October 17, 2009
Recently, as you may have read or heard somewhere, the film director Roman Polanski was recently arrested in Switzerland and may soon find himself back in the United States to face sentencing on a statutory rape charge to which he pled guilty thirty-one years ago. This development reminded me that I still hadn’t seen Marina Zenovich’s Roman Polanski: Wanted and Desired, a fascinating, well-researched documentary about the Polanski rape case that was released last year.

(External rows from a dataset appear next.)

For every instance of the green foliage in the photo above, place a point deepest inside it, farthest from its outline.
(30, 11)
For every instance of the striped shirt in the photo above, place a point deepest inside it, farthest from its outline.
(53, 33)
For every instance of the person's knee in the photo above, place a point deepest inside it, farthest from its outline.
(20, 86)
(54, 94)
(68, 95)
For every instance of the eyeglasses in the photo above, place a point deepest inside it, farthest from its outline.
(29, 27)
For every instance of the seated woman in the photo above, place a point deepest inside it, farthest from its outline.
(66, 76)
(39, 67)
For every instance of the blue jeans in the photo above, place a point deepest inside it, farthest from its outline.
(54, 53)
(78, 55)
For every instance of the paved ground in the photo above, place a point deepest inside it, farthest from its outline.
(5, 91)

I have no editorial comment whatsoever to make on the subject of Polanski’s crime. However, the Polanski case does contain one intriguing connection to the subject of this blog. Susan Gailey, the mother of the thirteen year-old girl with whom Polanski had sex in 1977, was an actress. Gailey played bit parts in episodes of Police Woman, Starsky and Hutch, and (according to some internet sources) L.A. Law. I’d bet that she can be found in other shows from the mid-seventies, too. The credits of many small-part actors, especially in obscure series, have not found their way into any on-line resource yet.
Roman Polanski: Wanted and Desired includes a brief clip from Gailey’s appearance in a 1976 segment of Police Woman. The image above is taken from the documentary. Note that, instead of pillarboxing the clip to preserve its correct 4:3 aspect ratio, the filmmakers have cropped the footage to shoehorn it into the 16:9 frame of their film. This is a deplorable practice that’s all too common in documentaries these days.
That episode of Police Woman is not commercially available on DVD, but Gailey’s Starsky and Hutch episode is. Here she is, billed as Suzan Gailey, in the first season’s “The Deadly Impostor,” from 1975.
Does anyone out there know of any more Susan Gailey appearances? Gailey declined to be interviewed for the Polanski documentary. Zenovich claims that Gailey changed her mind after seeing the film, but Zenovich opted not to record an interview and add it to the film for its DVD release. I’d love to hear what Gailey – who has been accused by some of essentially pimping her daughter to Polanski – has to say. But for now, we’ll have to settle for her fleeting appearances in a few bad old cop shows.
UPDATE: Susan Gailey was also a fixture in some long-running TV ad campaigns in the seventies – the kind of television history that’s often lost to those of us who weren’t around to witness it firsthand. For more on Gailey’s post-Hollywood years, see the Washington Post and the Virginian-Pilot (which gallantly omits any mention of l’affaire Polanski).